しかも、その魂胆を隠そうとしていないところが憎たらしい。
「そうですね。お互いに利益があることは間違いありませんからね。ところで、記念すべき200回ということで、何か特典的なものはあるのですか?」
カマをかけるシンノスケにレイヤードは一気に笑顔を消して素に戻る。
「いえ、特にそういったものはございません。いつもと変わらぬ取引です」
レイヤードの言葉に拍子抜けするシンノスケ。
結局、その後の取引は普段と代わり映えのない、いつも通りの取引となった。
取引終了後、シンノスケとレイヤードは情報交換を行ったのだが、どうやらダムラ星団公国とリムリア銀河帝国の戦況は芳しくないらしい。
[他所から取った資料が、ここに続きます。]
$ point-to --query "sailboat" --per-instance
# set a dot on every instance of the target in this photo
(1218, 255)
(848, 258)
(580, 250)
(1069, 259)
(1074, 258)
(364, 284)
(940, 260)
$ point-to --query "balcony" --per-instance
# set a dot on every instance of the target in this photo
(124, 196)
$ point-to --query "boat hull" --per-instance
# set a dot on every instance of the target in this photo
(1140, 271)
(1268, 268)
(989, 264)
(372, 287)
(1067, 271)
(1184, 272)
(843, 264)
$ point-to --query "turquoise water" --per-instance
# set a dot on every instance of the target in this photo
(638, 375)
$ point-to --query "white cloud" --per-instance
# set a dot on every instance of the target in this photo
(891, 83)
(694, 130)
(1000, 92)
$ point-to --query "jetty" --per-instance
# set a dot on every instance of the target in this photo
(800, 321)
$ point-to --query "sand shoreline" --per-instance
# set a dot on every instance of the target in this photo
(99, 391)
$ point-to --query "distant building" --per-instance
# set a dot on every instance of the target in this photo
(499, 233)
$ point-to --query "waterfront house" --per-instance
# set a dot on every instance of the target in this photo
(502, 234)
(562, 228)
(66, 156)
「元々押されがちでしたが、ここにきて帝国が攻勢を強めていますね。援軍の艦隊も向かっているとの情報がありますが、そうしますと公国の敗北の道も見えてきます」
「そうなりますと、レイヤードさんも大変ですね」
シンノスケの言葉にレイヤードは飄々とした表情で肩を竦める。
「別に大変ではありませんよ」
「えっ?」
「国は滅びても人々の営みがある以上はそこに商機はある。が私の信条ですからね。国の行く末なんて気にしてはいられませんよ。商機なんて何処にでも転がっています。我が商会は既に公国が敗北した時に備えていますよ」
商魂が逞しすぎる。
シンノスケも見習うべきなのかもしれないが、とてもではないが真似できそうにない。
「しかし、公国がリムリア銀河帝国領になると、私自身がレイヤードさんとの取引が困難になりますね」
「それも問題ありません。そうなった場合にも備えています。その際の取引の方法については改めてご連絡しますのでご心配なく」
今はまだ秘密のようだが、レイヤードはシンノスケを始めとして他国の商人との取引を止めるつもりはないようだ。
公国の存亡に関わらずシンノスケとレイヤード商会の取引は今後も続けられることだろう。
シンノスケにしてもその関係継続は臨むところだ。
これで今回の仕事は全て終了。
船団護衛任務は成功、6325恒星連合国での貿易は失敗。
そして、レイヤード商会との取引はいつも通り。
収支的には黒字だが、シンノスケにとっては満足できない結果となった。
「まあ、この結果は仕方ないな」
「そうですね、落ち込んでいても仕方ありません。気持ちを切り替えていきましょう」
帰りの航路、フブキのブリッジでそんな会話をしているシンノスケとマークス。
「おい、落ち込んでいても仕方ない、気持ちを切り替えろって、最初に現実を見ろって厳しいことを言ったのはマークス、お前じゃないか!」
「あの時のマスターは現実から逃避しようとしていたからです。しかし、いつまでも引きずっているわけにもいきません。気持ちを切り替えていきましょう」
「やかましいわっ」
そう言ったシンノスケだが、その表情は明るい。
マークスに言われるまでもなく気持ちはしっかりと切り替えている。
「しかし、レイヤード商会は大したものだな。公国の窮地の中でも何も憂いていない。あの様子だと公国が滅亡しても本当に影響なく商売を続けるぞ。あの図太さはとても真似できないな」
そんなシンノスケの言葉をセイラとミリーナが否定する。
「あの、シンノスケさんも負けてはいないと思います」
「えっ?」
「そうですわ。商人として比べればレイヤードの足元にも及ばないですけど、シンノスケ様は自由商人である以前に船乗りですわ。船乗りとしてのシンノスケ様なら国が滅びようが、何処に行っても船さえあれば生きていけますわよね?」
セイラとミリーナの言葉にマークスも頷く。
「シンノスケ様に限らず、私もセラもマークスも、アンディとエレン、マデリアも、カシムラ商会の全員が自由商人である以前に船乗りですもの。商売の失敗なんかどれほどでもありませんわ。船さえあれば私達は船乗りなのですから」
ミリーナの言葉にシンノスケも頷く。
こうしてシンノスケ達は無事にサリウス恒星州へと帰還した。